2- Can I change the shell type of any user via /etc/passwd? Is there an alternative way to do that?


----------



## wblock@ (Mar 5, 2013)

Start with master.passwd(5).


----------



## fonz (Mar 5, 2013)

anti said:
			
		

> Where user passwords are stored?


/etc/master.passwd



			
				anti said:
			
		

> Are they encrypted?


Yes, of course. It would not be very secure otherwise (he said with some feeling for understatement).



			
				anti said:
			
		

> by which algorithm?


Configurable via /etc/login.conf (see login.conf(5)). I'm not sure what the default is these days, but personally I prefer Blowfish.



			
				anti said:
			
		

> Can I change the shell type of any user via /etc/passwd?

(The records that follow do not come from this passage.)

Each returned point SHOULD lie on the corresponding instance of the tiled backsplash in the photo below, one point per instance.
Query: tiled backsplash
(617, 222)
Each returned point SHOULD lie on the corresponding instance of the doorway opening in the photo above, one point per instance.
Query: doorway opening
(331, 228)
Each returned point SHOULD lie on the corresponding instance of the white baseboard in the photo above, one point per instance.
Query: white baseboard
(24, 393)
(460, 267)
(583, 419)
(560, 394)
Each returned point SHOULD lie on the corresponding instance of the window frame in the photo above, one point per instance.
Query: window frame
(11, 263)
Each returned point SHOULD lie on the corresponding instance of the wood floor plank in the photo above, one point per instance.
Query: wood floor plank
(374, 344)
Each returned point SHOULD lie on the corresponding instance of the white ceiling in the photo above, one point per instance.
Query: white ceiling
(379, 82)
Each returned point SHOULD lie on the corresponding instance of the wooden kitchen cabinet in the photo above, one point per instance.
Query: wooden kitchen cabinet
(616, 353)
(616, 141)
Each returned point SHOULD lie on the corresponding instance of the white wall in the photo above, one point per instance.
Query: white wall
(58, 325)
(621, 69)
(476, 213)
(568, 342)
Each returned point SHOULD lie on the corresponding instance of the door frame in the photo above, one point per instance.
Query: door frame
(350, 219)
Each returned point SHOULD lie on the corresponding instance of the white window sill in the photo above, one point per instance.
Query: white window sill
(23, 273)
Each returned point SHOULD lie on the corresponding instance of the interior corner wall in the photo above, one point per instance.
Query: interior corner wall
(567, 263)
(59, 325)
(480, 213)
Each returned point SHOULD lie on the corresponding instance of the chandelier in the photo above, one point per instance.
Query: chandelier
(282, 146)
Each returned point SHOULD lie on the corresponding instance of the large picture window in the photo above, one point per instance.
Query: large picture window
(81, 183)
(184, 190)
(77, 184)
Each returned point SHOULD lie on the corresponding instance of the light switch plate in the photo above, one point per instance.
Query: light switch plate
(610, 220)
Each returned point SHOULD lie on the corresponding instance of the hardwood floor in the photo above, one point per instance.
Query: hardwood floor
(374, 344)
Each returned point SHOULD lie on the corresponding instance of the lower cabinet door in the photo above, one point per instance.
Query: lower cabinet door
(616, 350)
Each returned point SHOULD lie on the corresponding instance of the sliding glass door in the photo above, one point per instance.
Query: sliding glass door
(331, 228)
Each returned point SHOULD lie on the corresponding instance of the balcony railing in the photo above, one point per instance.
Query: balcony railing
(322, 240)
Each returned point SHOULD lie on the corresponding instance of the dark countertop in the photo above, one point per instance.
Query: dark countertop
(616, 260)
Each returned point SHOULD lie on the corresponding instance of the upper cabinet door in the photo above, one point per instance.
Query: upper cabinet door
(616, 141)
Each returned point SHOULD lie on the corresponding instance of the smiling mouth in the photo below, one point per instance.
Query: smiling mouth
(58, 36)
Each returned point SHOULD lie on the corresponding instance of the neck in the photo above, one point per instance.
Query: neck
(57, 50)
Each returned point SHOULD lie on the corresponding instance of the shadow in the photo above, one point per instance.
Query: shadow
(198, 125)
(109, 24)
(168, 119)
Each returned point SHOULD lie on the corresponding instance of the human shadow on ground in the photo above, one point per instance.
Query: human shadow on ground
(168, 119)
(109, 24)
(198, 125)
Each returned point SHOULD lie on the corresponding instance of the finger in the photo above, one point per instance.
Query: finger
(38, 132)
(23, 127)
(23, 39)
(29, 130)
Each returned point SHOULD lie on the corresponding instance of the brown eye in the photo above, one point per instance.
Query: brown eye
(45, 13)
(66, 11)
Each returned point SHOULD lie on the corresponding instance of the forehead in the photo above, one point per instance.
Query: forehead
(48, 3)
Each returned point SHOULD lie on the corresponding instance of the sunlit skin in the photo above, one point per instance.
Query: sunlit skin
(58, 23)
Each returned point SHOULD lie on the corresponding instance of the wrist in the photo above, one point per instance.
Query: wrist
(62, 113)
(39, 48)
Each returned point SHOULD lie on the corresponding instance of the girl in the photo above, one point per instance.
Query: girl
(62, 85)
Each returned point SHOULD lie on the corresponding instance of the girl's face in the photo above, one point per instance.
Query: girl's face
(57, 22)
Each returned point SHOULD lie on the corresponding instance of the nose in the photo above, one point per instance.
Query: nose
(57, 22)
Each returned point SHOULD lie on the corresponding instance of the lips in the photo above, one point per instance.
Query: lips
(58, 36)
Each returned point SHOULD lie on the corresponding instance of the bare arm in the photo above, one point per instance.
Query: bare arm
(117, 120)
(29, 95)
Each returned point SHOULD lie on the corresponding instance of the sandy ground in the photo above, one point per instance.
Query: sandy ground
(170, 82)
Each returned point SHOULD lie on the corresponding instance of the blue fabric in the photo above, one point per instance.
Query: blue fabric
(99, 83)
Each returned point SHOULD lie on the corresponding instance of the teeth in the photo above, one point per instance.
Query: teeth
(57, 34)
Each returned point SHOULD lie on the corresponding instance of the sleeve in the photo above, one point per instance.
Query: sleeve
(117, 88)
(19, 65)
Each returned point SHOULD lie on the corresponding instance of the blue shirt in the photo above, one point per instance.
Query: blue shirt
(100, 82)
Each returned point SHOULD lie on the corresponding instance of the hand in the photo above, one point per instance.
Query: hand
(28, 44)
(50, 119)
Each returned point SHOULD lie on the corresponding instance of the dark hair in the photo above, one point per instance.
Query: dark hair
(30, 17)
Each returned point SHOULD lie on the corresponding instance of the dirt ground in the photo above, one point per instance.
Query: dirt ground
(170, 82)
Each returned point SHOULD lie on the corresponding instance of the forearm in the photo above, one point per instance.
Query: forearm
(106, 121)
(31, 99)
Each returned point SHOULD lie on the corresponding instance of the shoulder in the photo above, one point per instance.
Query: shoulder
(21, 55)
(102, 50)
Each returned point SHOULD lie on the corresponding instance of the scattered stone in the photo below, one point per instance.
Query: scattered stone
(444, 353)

Yes. Do make sure to use vipw(8) for that though.



			
				anti said:
			
		

> Is there an alternative way to do that?


Yes: chsh (see chpass(1), it's all the same program). And it can probably also be done with pw(8), but don't ask me what the exact command is.


----------



## _martin (Mar 5, 2013)

fonz said:
			
		

> Yes: chsh (see chpass(1), it's all the same program). And it can probably also be done with pw(8), but don't ask me what the exact command is.



Using pw you can change the user's shell: 

`# pw user mod <USER> -s /path/to/shell`


----------



## SirDice (Mar 6, 2013)

There are various tools to edit the information in both passwd and master.passwd. What fonz was trying to say is do NOT edit those files by hand (i.e. `# vi /etc/passwd`). You will end up in a world of hurt as you are bound to destroy either file, losing your accounts in the process.


----------



## fonz (Mar 6, 2013)

SirDice said:
			
		

> What @fonz was trying to say is do NOT edit those files by hand (i.e. `# vi /etc/passwd`).


Exactly. As far as I know it's fine to edit /etc/group directly, but *NOT* /etc/passwd or /etc/master.passwd.


----------